When a intro element ends with a word like “time” or “report” that could be either a noun or a verb, the reader might automatically connect it as a verb to the next word—time it, report that….)
So if we don't routinely use the comma to separate intro from main, quite often the reader will rush past the end of the intro to the start of the main and stop. Confused. What?
At that time the swimmers...
In the report your comings and goings...
When she read through the survey the new highway....
After I started to walk down the street was the store where...
Since I already had everything in order the children....
Eventually the reader will go back and pick out what goes with what, and, well, mentally insert the comma we left out. Because I deal with so many student papers, I see many such sentences, and every time, I -- a trained reader, teacher, editor, writer-- pause, regroup, re-read. If I'm confused even when I'm carefully reading, imagine how confused the skimming reader will be.
We want readers to pause over our brilliant insights, not our confusing syntax. And even a moment where the readers are confused and have to re-read brings the danger of losing their attention, and, indeed, their trust in our ability to control our own meaning..
Hence the rule: Introductory phrases and clauses should be set off from the main sentence with a comma:
This is pretty easy to fix as you revise, once you get used to recognizing these introductory clauses and phrases. They'll be at the beginning of the sentence, but the main part of the sentence, the main subject and verb clause, will be after that. It's just a matter of finding where the intro phrase or clause is, and where the main clause begins, and putting a comma to separate them. Some examples (intro phrase or clause bolded):
Therefore, Napoleon's invasion of Russia led to his doom.
In 1815, Wellington won the battle of Waterloo.
Well, I don’t know about that.
After that, she went to the university to study biology.
Already knowing everything, my teenaged son won't listen to me.
Garish with red and blue stripes, his shirt clashed with everything.
Even after Jane drank the warm milk, she couldn't fall asleep.
When she was 16, her parents bought the house in Surrey.
When I asked, he couldn't explain.
Before it starts to rain, let's finish painting the garage door.

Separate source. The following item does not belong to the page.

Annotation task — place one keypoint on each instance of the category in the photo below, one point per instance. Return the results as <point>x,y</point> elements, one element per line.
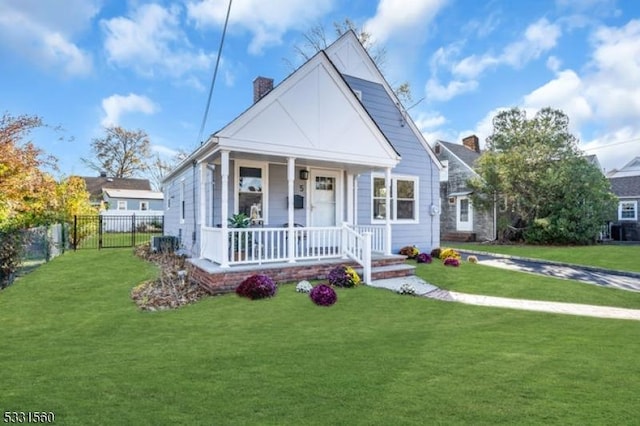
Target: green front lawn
<point>619,257</point>
<point>75,344</point>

Recently, I've been seeing many writers discard this in most of their sentences. I really don't get the rationale of not using this comma routinely. Running together your intro and your main clause will almost always create confusion, and most of the time you won't want to create confusion.
Then-- if you usually follow this rule-- when you choose NOT to use it, to energize the flow of the sentence to create more of a sense of action say, your choice will stand out as meaningful. There's no meaning in breaking a rule you never follow anyway... so if a writer wants the additional speed and flow of NOT using that comma, following the rule most of the time will make the occasional rule-break stand out as significant.
Breaking a rule you don't follow anyway provides no additional value or meaning.
Rebels need something to rebel against. :)
"Always and never" make the exception possible.
I would love some better examples of sentences that confuse, so if you come across some in your reading, can you let me know? Real examples are so much more... real... than the ones I make up.
Also, if you have examples of sentences where you've broken a rule (esp. this rule) for a particular effect, can you post that too and why you did it? I need good rule-break examples also, to show the contrast between accidental and intentional. Thanks, all!